Il était tout à fait évident que le pauvre homme était profondément touché, parce que des larmes coulèrent sur ses joues.
Le pêcheur dit avec une courtoisie rude mais vraie:
– Oui, monsieur! Remerciez-moi si vous voulez, cela fera du bien à votre pauvre cœur. Et je suis en train de me dire que si j’étais à votre place, j’aimerais être reconnaissant aussi. Mais, monsieur, pour ma part, je n’ai pas besoin de remerciements. Je suis si content, moi aussi!

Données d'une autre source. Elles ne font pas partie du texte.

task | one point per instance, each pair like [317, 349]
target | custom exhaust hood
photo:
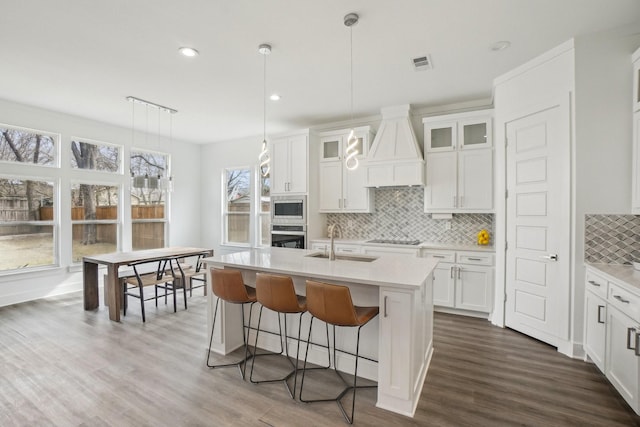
[395, 158]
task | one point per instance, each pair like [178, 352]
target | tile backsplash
[399, 214]
[611, 239]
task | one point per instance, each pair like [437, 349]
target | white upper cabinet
[458, 131]
[289, 170]
[459, 166]
[341, 189]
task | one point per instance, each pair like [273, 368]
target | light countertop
[620, 273]
[388, 271]
[422, 245]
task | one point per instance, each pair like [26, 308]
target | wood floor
[62, 366]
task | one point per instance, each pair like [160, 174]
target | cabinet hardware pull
[622, 300]
[629, 331]
[600, 307]
[385, 307]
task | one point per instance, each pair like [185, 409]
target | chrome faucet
[332, 230]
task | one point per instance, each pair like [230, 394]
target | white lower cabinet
[463, 280]
[595, 328]
[612, 328]
[623, 364]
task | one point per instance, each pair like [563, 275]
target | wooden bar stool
[278, 294]
[229, 287]
[333, 305]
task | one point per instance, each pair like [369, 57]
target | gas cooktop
[395, 242]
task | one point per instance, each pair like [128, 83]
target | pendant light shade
[263, 157]
[351, 152]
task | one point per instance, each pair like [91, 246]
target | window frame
[119, 147]
[166, 197]
[54, 223]
[57, 149]
[225, 207]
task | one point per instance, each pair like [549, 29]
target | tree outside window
[148, 199]
[237, 206]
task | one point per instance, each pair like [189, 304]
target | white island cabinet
[400, 337]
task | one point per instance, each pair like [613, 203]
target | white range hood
[395, 158]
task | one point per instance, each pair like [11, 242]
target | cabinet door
[474, 287]
[440, 192]
[475, 180]
[595, 329]
[444, 285]
[298, 164]
[330, 186]
[474, 133]
[394, 376]
[623, 366]
[279, 166]
[441, 136]
[357, 197]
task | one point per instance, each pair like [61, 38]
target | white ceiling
[84, 57]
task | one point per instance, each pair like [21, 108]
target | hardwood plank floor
[62, 366]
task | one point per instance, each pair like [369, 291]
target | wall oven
[289, 236]
[289, 210]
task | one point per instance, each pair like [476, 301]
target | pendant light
[351, 161]
[264, 158]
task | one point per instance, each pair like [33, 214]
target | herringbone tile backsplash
[612, 239]
[399, 214]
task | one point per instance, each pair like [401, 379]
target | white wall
[603, 157]
[596, 70]
[184, 209]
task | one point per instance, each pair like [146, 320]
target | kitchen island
[400, 338]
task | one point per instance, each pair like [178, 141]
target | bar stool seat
[278, 294]
[228, 286]
[333, 305]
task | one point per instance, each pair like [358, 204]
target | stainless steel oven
[289, 210]
[289, 236]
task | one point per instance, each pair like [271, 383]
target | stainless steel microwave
[289, 209]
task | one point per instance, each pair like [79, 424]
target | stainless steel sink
[361, 258]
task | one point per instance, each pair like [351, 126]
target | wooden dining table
[114, 261]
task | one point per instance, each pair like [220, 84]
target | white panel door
[538, 224]
[442, 177]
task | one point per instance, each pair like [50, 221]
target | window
[27, 146]
[95, 156]
[237, 206]
[27, 223]
[264, 210]
[148, 199]
[94, 218]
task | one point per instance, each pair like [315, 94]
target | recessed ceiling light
[188, 51]
[501, 45]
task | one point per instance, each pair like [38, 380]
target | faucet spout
[332, 231]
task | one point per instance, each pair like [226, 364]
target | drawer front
[596, 284]
[442, 256]
[624, 301]
[475, 258]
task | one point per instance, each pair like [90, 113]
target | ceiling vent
[421, 63]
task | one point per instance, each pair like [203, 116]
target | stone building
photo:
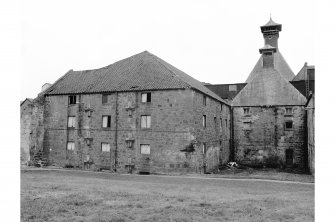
[269, 116]
[140, 114]
[310, 107]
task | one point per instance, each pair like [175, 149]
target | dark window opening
[288, 110]
[204, 121]
[146, 97]
[246, 111]
[106, 121]
[72, 99]
[289, 125]
[104, 99]
[145, 122]
[204, 148]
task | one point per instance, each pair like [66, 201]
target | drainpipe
[116, 118]
[232, 145]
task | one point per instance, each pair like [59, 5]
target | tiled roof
[306, 72]
[270, 23]
[27, 99]
[268, 88]
[280, 65]
[143, 71]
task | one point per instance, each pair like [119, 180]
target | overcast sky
[213, 41]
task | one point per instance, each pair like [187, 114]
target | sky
[213, 41]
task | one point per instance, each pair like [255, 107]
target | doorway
[289, 157]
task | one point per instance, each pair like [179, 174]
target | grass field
[89, 196]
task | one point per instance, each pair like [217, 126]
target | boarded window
[246, 111]
[232, 88]
[104, 99]
[106, 121]
[204, 148]
[146, 97]
[145, 121]
[288, 110]
[70, 146]
[72, 99]
[105, 147]
[288, 125]
[145, 149]
[204, 100]
[71, 122]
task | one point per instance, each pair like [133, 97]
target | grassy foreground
[89, 196]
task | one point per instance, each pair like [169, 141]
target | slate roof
[268, 88]
[143, 71]
[279, 64]
[306, 72]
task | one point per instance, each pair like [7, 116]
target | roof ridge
[175, 75]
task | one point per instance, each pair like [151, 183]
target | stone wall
[176, 122]
[25, 121]
[32, 129]
[215, 137]
[310, 141]
[260, 137]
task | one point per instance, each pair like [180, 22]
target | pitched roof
[27, 99]
[279, 64]
[270, 23]
[268, 88]
[305, 74]
[143, 71]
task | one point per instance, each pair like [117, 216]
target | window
[204, 148]
[288, 125]
[204, 100]
[232, 88]
[104, 98]
[130, 143]
[72, 99]
[145, 149]
[204, 121]
[105, 147]
[288, 111]
[146, 97]
[106, 121]
[145, 121]
[70, 146]
[71, 121]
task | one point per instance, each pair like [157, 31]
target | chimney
[267, 55]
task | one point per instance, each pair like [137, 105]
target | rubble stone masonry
[261, 138]
[176, 123]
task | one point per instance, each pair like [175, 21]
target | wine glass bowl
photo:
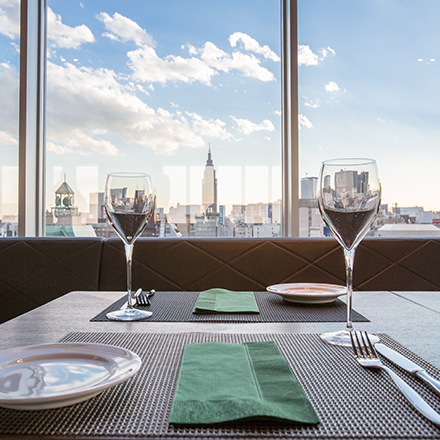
[129, 204]
[349, 199]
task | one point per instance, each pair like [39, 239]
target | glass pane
[9, 79]
[187, 90]
[369, 88]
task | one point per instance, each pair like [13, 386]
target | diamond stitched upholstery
[34, 271]
[253, 264]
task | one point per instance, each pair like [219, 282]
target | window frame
[32, 170]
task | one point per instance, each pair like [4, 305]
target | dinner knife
[408, 365]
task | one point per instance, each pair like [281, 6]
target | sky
[150, 86]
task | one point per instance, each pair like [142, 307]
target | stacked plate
[308, 293]
[56, 375]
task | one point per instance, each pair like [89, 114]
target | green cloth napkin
[225, 301]
[223, 382]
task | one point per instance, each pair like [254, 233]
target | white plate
[56, 375]
[308, 293]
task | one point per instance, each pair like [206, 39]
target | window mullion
[32, 118]
[290, 156]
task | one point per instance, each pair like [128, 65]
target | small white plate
[55, 375]
[308, 293]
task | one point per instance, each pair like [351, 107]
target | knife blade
[408, 365]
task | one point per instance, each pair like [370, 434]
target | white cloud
[332, 87]
[307, 57]
[123, 29]
[209, 128]
[61, 35]
[252, 45]
[147, 66]
[303, 121]
[248, 65]
[327, 52]
[94, 99]
[247, 127]
[10, 18]
[99, 131]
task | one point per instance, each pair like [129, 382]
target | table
[411, 318]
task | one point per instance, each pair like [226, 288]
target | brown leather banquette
[34, 271]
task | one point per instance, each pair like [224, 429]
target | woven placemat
[178, 307]
[352, 402]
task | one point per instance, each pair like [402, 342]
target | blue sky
[137, 85]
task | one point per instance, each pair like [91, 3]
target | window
[9, 62]
[189, 92]
[368, 86]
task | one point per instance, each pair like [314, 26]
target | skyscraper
[209, 187]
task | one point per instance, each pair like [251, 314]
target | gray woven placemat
[352, 402]
[178, 307]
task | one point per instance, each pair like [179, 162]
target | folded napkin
[223, 382]
[225, 301]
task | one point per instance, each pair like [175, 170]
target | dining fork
[136, 298]
[366, 355]
[144, 297]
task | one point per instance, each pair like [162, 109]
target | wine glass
[349, 199]
[129, 204]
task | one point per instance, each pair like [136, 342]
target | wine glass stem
[349, 261]
[128, 256]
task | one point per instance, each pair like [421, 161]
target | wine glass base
[129, 315]
[342, 338]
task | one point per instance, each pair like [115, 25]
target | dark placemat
[351, 402]
[178, 307]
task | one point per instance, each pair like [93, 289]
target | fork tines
[143, 299]
[362, 345]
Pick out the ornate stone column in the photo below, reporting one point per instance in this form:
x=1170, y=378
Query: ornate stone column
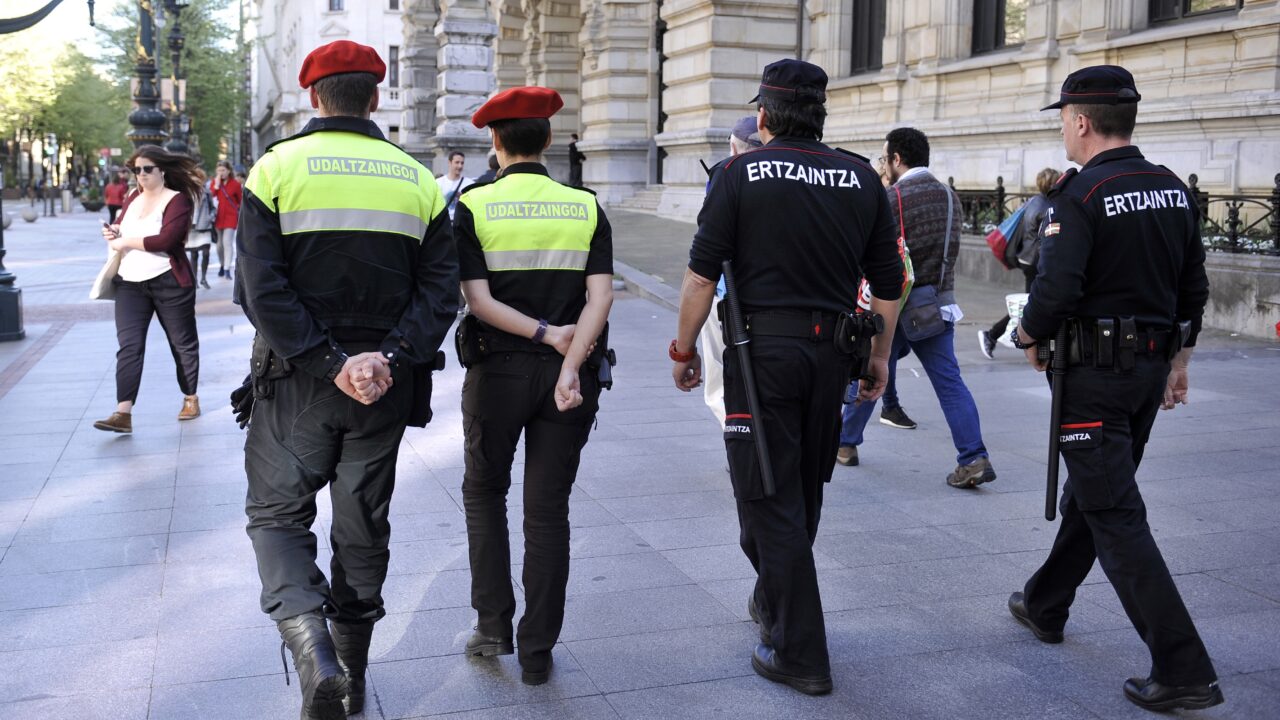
x=417, y=64
x=510, y=44
x=618, y=118
x=552, y=60
x=716, y=50
x=465, y=37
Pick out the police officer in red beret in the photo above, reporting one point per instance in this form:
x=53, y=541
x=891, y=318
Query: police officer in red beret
x=536, y=267
x=348, y=272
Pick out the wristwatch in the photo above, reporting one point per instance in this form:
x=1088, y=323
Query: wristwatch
x=681, y=356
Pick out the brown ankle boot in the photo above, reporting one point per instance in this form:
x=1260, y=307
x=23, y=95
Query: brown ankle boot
x=117, y=423
x=190, y=408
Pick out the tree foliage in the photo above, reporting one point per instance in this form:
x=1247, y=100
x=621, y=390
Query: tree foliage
x=88, y=112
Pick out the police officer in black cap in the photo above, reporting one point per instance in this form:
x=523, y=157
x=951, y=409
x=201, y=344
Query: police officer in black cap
x=1123, y=265
x=800, y=223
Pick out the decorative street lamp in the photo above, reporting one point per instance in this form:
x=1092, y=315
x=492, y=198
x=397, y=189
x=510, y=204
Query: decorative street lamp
x=10, y=296
x=177, y=40
x=147, y=121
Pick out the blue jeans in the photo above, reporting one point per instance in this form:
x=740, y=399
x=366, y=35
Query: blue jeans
x=938, y=358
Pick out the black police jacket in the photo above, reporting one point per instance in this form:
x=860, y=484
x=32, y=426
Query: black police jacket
x=801, y=223
x=343, y=241
x=1121, y=238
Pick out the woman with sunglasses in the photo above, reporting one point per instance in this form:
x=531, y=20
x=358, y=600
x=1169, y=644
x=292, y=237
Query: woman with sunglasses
x=155, y=278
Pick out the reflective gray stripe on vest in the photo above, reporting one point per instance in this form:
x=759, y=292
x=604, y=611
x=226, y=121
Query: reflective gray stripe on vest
x=352, y=219
x=499, y=260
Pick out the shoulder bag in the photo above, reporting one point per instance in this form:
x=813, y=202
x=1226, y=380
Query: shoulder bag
x=922, y=317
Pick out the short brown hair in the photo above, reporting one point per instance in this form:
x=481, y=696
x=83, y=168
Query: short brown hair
x=1045, y=180
x=347, y=94
x=1110, y=121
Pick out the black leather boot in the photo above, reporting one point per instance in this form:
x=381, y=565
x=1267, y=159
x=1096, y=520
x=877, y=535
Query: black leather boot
x=323, y=682
x=351, y=641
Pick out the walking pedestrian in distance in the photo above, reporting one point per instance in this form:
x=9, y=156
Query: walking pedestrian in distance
x=227, y=195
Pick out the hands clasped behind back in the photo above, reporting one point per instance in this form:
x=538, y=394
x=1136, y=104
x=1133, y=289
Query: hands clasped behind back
x=365, y=377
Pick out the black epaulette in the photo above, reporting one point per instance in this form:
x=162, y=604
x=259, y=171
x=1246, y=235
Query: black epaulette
x=472, y=186
x=1061, y=182
x=583, y=188
x=851, y=154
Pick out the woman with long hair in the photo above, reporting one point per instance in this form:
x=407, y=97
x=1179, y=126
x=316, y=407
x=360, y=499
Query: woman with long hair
x=227, y=194
x=155, y=278
x=201, y=233
x=1025, y=246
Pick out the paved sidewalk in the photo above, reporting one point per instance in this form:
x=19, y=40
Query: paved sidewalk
x=128, y=587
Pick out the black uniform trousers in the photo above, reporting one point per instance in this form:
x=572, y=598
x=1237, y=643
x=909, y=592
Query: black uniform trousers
x=1105, y=518
x=176, y=306
x=506, y=395
x=306, y=437
x=800, y=386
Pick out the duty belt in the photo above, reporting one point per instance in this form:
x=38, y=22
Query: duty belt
x=1114, y=342
x=782, y=323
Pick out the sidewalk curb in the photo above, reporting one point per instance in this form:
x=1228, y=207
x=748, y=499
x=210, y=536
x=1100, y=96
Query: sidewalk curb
x=647, y=286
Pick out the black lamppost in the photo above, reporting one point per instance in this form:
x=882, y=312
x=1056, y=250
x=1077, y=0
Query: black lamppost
x=177, y=40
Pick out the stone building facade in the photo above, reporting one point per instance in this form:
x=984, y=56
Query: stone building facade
x=653, y=86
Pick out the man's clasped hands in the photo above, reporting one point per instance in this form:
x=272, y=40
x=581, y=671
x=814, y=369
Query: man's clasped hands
x=365, y=377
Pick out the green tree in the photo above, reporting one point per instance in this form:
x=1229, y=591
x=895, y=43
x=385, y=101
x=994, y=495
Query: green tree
x=211, y=64
x=88, y=112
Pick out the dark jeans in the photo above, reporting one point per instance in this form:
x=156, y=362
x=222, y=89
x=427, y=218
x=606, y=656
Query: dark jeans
x=1105, y=519
x=306, y=437
x=1002, y=324
x=502, y=397
x=799, y=384
x=176, y=306
x=937, y=354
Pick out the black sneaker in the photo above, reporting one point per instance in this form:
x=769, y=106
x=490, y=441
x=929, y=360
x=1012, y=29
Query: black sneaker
x=896, y=418
x=987, y=345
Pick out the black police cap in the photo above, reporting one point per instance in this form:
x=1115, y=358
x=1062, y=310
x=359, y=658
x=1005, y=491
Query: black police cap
x=792, y=81
x=1100, y=85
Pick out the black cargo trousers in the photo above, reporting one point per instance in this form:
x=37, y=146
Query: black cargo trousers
x=504, y=395
x=1106, y=420
x=801, y=384
x=306, y=437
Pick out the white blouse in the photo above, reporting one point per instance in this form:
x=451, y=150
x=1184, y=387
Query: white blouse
x=140, y=265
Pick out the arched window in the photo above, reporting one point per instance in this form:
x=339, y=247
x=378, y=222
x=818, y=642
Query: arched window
x=868, y=41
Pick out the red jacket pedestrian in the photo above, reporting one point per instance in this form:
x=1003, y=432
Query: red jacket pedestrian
x=227, y=194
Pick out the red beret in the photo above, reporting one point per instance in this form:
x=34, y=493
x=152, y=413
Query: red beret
x=517, y=104
x=341, y=57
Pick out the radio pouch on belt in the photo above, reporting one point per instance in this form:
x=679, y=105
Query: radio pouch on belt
x=420, y=413
x=603, y=359
x=1104, y=342
x=1128, y=345
x=265, y=367
x=1182, y=333
x=467, y=341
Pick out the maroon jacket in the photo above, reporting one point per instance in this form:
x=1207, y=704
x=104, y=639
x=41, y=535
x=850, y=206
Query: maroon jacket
x=172, y=240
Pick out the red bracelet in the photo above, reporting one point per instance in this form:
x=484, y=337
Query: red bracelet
x=681, y=356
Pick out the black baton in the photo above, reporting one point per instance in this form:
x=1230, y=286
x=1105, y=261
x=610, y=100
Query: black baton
x=739, y=340
x=1057, y=378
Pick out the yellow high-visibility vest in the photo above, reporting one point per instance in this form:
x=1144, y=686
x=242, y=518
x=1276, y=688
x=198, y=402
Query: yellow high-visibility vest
x=530, y=222
x=346, y=182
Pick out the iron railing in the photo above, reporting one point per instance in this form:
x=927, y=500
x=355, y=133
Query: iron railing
x=1229, y=223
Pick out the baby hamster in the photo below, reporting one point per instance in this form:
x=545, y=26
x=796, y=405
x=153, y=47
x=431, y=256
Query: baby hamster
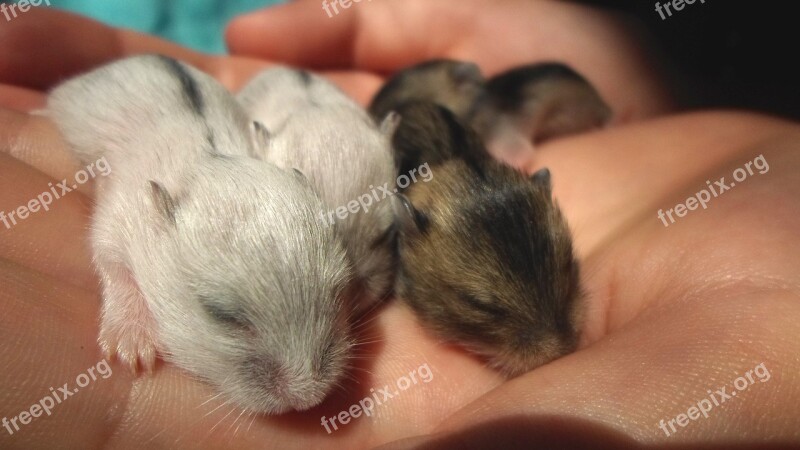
x=314, y=127
x=212, y=258
x=511, y=112
x=485, y=255
x=452, y=84
x=531, y=104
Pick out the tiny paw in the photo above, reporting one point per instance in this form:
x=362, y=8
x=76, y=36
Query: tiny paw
x=134, y=347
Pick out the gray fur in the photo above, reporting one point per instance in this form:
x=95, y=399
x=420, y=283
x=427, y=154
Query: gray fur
x=215, y=259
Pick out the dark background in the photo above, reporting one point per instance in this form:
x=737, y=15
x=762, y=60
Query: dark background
x=727, y=53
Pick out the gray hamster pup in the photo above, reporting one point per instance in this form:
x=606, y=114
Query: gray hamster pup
x=485, y=255
x=511, y=112
x=312, y=126
x=211, y=258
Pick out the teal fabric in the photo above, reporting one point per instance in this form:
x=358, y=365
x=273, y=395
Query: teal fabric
x=198, y=24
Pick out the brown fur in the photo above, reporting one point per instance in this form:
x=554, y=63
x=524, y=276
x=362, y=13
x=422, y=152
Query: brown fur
x=485, y=255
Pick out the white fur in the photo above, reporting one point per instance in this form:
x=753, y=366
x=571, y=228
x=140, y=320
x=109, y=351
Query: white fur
x=316, y=128
x=244, y=236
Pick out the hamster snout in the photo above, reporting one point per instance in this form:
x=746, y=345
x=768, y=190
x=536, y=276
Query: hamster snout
x=452, y=84
x=486, y=256
x=207, y=255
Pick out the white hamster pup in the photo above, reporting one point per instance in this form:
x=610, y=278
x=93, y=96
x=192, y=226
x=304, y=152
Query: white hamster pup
x=314, y=127
x=212, y=258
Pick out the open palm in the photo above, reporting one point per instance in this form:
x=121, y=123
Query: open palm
x=672, y=312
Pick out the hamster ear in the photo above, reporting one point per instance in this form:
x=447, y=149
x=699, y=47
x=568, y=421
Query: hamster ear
x=390, y=123
x=260, y=138
x=409, y=219
x=164, y=203
x=541, y=178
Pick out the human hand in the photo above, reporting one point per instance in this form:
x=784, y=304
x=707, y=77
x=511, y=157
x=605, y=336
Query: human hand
x=672, y=311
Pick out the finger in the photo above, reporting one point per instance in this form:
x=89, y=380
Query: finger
x=20, y=99
x=49, y=333
x=35, y=141
x=389, y=35
x=303, y=34
x=42, y=225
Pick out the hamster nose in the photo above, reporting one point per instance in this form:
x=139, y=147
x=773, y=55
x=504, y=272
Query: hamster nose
x=295, y=391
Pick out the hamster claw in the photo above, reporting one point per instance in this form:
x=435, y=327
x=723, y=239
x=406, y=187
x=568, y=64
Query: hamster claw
x=133, y=348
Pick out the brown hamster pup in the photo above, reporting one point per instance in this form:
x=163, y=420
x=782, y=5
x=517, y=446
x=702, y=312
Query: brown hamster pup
x=485, y=255
x=534, y=103
x=449, y=83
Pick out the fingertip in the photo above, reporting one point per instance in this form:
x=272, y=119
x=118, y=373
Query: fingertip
x=295, y=33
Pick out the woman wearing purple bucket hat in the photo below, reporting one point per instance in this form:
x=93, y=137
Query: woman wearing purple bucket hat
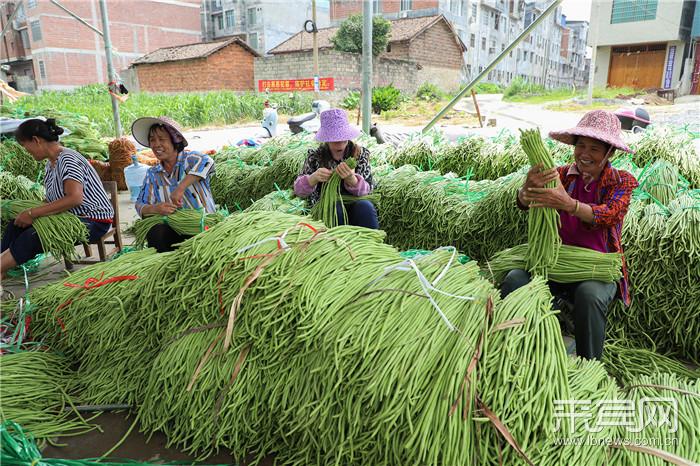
x=336, y=136
x=592, y=198
x=180, y=180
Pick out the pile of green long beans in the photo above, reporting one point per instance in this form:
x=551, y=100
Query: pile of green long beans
x=574, y=264
x=662, y=250
x=15, y=159
x=59, y=233
x=96, y=318
x=187, y=222
x=543, y=223
x=37, y=387
x=661, y=181
x=325, y=209
x=282, y=201
x=678, y=436
x=19, y=187
x=671, y=144
x=625, y=362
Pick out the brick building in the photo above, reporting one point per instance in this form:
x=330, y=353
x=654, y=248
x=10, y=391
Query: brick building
x=209, y=66
x=51, y=50
x=411, y=57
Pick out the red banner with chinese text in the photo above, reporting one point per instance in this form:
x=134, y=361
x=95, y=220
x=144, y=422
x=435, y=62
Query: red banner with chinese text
x=294, y=85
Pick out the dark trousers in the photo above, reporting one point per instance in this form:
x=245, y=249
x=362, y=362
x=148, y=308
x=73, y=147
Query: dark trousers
x=163, y=238
x=360, y=214
x=24, y=243
x=591, y=299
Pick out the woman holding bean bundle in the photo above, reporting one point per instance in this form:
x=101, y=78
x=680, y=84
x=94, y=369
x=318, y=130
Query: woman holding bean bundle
x=180, y=180
x=71, y=184
x=592, y=199
x=332, y=157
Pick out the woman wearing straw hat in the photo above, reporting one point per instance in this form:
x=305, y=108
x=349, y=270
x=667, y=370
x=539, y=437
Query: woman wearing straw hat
x=592, y=198
x=336, y=136
x=180, y=180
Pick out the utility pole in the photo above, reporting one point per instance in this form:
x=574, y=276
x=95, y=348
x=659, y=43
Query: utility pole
x=315, y=39
x=110, y=66
x=366, y=65
x=594, y=53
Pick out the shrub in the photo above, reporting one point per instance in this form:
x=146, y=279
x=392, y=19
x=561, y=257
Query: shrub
x=429, y=92
x=386, y=98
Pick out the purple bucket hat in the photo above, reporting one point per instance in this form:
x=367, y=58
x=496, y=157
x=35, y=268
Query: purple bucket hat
x=597, y=124
x=141, y=127
x=335, y=127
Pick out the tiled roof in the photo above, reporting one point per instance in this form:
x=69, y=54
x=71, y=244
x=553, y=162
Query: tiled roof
x=401, y=30
x=190, y=51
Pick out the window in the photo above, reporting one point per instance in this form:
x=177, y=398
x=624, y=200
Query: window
x=253, y=40
x=25, y=38
x=629, y=11
x=36, y=30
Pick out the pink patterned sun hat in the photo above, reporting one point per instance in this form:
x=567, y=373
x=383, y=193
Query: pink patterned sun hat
x=335, y=127
x=597, y=124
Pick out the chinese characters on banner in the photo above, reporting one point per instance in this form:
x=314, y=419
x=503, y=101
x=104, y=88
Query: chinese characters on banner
x=294, y=85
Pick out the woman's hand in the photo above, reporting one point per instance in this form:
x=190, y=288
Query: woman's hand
x=177, y=195
x=347, y=174
x=164, y=208
x=24, y=219
x=555, y=198
x=320, y=176
x=538, y=178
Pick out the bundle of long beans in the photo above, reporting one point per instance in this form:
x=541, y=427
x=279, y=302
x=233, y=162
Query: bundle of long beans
x=325, y=209
x=15, y=159
x=186, y=222
x=36, y=389
x=543, y=223
x=19, y=187
x=626, y=362
x=574, y=264
x=59, y=233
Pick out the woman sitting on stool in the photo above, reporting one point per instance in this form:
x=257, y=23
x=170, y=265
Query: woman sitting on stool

Qu’Arthur Fernlee Markam était reconnaissant, il le prouva un peu plus tard d’une façon pratique. Dans la semaine qui suivit, le plus beau bateau de pêche qu’on ait jamais vu dans le havre de Peterhead entra dans le port de Crooken. Entièrement équipé de voiles et de toutes sortes de gréements, il était pourvu des meilleurs filets. Son capitaine et les hommes repartirent en voiture après avoir déposé, avec la femme du pêcheur, les papiers de l’inscription maritime portant son nom.
Tandis que M. Markam et le pêcheur de saumons se promenaient ensemble le long de la mer, le premier demanda à son compagnon de ne pas mentionner le fait qu’il avait couru un danger si imminent, sinon cela ne ferait qu’affliger sa famille et ses enfants. Il dit qu’il préviendrait les siens au sujet du danger des sables mouvants et, à cette fin, il posa au pêcheur à l’instant même toutes les questions utiles jusqu’à ce qu’il sentît que les renseignements obtenus étaient complets. Avant de le quitter, il demanda à son compagnon si par hasard il n’avait pas vu un autre homme, habillé comme lui, sur l’autre rocher, quand il était accouru pour le secourir.
– Non, non, répondit-il, il n’y a pas d’autre fou comme vous dans les environs. On n’en a pas vu de semblable depuis le temps de Jamie Fleeman – celui qui était le fou de Lord Udny. Je vous le dis, l’homme! un habit barbare comme celui que vous portez, on n’en a pas vu ici de mémoire d’homme. Et moi je pense qu’un pareil costume n’a jamais été fait pour s’asseoir sur un rocher froid, comme vous le faisiez là-bas. L’homme! Vous ne craignez donc pas les rhumatismes ou les lumbagos pour poser comme ça, sur les pierres froides, votre chair nue! Je me suis dit, quand je vous ai vu ce matin près du port, que vous étiez à moitié fou, car c’est bien fou ou idiot que vous devez être pour faire une chose pareille!